We confront face recognition algorithms every day – in mobile phones, cameras, on Facebook or Snapchat. Because of that, maybe it’s worth to think about the way in which those algorithms work and how can you implement them in your application. I will try to answer these questions below.
This algorithm recognises unique attributes such as eyes, lips or a nose. Thanks to all gathered data during image processing, it can learn how to decide if individual recognised characteristics are placed with each other in a proper position. Analysed image is being processed iteratively, piece by piece, and it rejects those who don’t have characteristics of a human face.
In the end, it recognises more detailed features with every iteration that goes by, and it confirms its opinion that remaining, unrecognised image fragments contain a human face.
Let’s take a look at a piece of the image that is being processed actually, which is marked with a red frame. Within this frame, characteristics are being scanned, and they are marked with black and white rectangles. When the algorithm detects a sufficient number of characteristics within given area, it marks this area and remembers it.

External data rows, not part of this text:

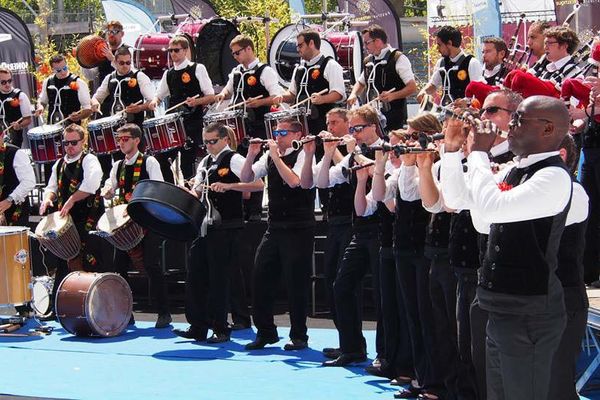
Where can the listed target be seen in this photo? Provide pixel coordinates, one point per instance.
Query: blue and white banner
(136, 19)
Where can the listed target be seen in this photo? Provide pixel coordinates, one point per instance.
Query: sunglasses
(237, 52)
(517, 119)
(357, 128)
(494, 110)
(211, 141)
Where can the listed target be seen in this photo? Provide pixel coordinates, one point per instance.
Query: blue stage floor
(146, 363)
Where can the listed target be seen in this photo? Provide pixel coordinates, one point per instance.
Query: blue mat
(148, 363)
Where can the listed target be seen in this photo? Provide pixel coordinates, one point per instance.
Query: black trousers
(361, 256)
(466, 287)
(519, 354)
(395, 321)
(442, 288)
(479, 318)
(212, 258)
(288, 251)
(590, 180)
(562, 381)
(338, 238)
(151, 245)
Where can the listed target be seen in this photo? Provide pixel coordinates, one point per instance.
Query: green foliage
(276, 8)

Those areas are marked with green frames.
So we already know, in basic terms, how those algorithms work. On the other side, their implementation from scratch would be very interesting but also time-absorbing and problematic. Because of that, I have used ready-to-go libraries. OpenCV library, created by Intel, is the most popular library in the world.
A community is still developing it as an open source library. It was written in C language, but there is a plugin called Emgu.CV, written in C#, which is a wrapper mapping almost everything one-to-one.
The first step is to load set of attributes – algorithm needs to learn how to recognise faces. We don’t have to teach it because we can use many ready-to-go learning sets, available on the Internet in the form of XML files. I have used two of them – the first set teaches how to recognise a face from the front, the second one how to identify a face from the side.
To start detecting, we need to call a DetectMultiScale method on a classifier object, which we have created and trained before.
As the first argument, we give an image, and the next parameter is a scaling size of a frame, which is coloured in red. The value of 1.1 means that with every next iteration, this frame gets bigger by 10%. The next argument defines the minimal amount of recognised areas, which recognise face after grouping. During next iterations, the algorithm marks and remembers (green frames) an area, on which it will detect sufficient amount of face attributes.
When the iteration process is finished, the algorithm groups those selected areas, rejecting those groups, in which there are fewer areas than that minimal amount, given by us as a function argument before. So in our case, the algorithm will reject every group with less than ten areas.
bool faceFound = frontalfaces.Length > 0
The DetectMultiScale method returns a board of Rectangle objects, which indicates those image areas, which may contain a face. Naturally, in a case of returning empty board, it means that no face has been recognised on the image.
So if we know how does face detection work, let’s learn something about face recognition. At first, we have to create an object, which will be responsible for that.
var recognizer = new EigenFaceRecognizer(80)
In that case, we give a number of components in a constructor. Those components are crucial face attributes, and analysing them will help algorithms to compare. In that case, it means, that algorithm has to take 80 most important attributes into consideration.
In the next step, we have to train our object, which recognises faces. We need to prepare two boards – the first one that contains face images that the algorithm needs to learn to recognise, and the second one is a board with identifiers of those faces.
After that, we call Predict method on an object that recognises faces by giving an image, on which we want to recognise a face as a parameter.
In a result, we receive the object of class PredictionResult, which contains two fields: Label (face identifier) and Distance (numeric value, which defines with what certainty has given face been recognised by the algorithm). As it can be seen in the code, if Label field is set to -1, it means, that the algorithm couldn’t match given a face to any of known faces. But if it could, we can check what certainty do we have that it is a correct hit, and we return the label of this face only if that confidence is higher than threshold given by us.
In the end, I would like to describe a practical way of using those algorithms in the application. Let’s talk about a situation when you or one of your coworkers walks away from the computer without locking the screen. Amazement after coming back can be enormous, especially, if creativity of our coworkers is above the average.
I usually remember to lock the screen but I don’t want to take the risk, and I wrote a simple application which works in the background. It downloads the image from the laptop’s webcam from time to time, and it tries to detect user’s face.
Image downloading and analysing is being done every few seconds. If the program won’t detect user’s face few times in a row, it automatically locks the screen. The source code of this application is available on my GitHub.